Still I tried to reproduce downloading the clusterfuzz-testcase-minimized-fuzz_mdb-4756071066501120 file from the oss-fuzz report, replacing test/data/nwind.mdb with it and then running ./test_script.sh . This does hit a crash with a NULL pointer deref with both 0.9.3 and 1.0.0 build with CFLAGS="-g -O1 -fsanitize=address", but the original report of a "Dynamic-stack-buffer-overflow WRITE 16" issue does not reproduce.

So all in all this feels like some weird false-positive from oss-fuzz and I think this bug-report can be closed. Please advice how to continue.

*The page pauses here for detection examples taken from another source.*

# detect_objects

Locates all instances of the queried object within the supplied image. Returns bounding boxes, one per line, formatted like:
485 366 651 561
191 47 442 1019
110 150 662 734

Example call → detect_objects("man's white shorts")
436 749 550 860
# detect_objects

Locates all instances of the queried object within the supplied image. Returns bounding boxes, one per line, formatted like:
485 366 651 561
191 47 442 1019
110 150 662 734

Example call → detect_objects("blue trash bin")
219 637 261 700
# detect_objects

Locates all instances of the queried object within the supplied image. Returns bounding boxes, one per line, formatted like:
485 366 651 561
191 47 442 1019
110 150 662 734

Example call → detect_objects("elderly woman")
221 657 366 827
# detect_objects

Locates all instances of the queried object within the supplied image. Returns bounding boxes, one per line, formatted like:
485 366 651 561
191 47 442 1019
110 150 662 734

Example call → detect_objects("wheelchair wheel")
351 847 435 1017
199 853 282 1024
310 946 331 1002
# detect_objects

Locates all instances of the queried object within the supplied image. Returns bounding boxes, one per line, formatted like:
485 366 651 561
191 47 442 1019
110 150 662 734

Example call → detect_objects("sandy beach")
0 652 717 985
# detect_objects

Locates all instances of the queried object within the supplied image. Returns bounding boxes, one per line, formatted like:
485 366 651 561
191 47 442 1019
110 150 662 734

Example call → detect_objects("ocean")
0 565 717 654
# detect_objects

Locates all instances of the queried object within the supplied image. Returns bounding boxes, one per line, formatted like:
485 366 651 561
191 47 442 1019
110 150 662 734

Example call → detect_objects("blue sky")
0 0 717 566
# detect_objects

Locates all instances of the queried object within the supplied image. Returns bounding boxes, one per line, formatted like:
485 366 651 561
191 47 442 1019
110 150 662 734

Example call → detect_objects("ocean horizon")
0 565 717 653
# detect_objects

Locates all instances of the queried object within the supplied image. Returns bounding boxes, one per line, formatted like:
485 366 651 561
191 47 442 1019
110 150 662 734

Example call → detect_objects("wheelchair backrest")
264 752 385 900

I've created a fix for the NULL pointer deref (with the clusterfuzz-testcase-minimized-... file) and I will submit a pull-req for the fix for that upstream.
Comment 4 Hans de Goede 2022-01-25 14:09:10 UTC 
I just noticed that there is a second report for what seems to be more or less the same mysterious issue:

    https://bugzilla.redhat.com/show_bug.cgi?id=2044905
    https://bugs.chromium.org/p/oss-fuzz/issues/detail?id=35972
    https://cve.mitre.org/cgi-bin/cvename.cgi?name=2021-45926

The clusterfuzz-testcase-minimized-fuzz_mdb-6321096314978304 attached there gives a whole bunch of mdbtools errors when running ./test_script.sh, but no crashes / sanitizer reports.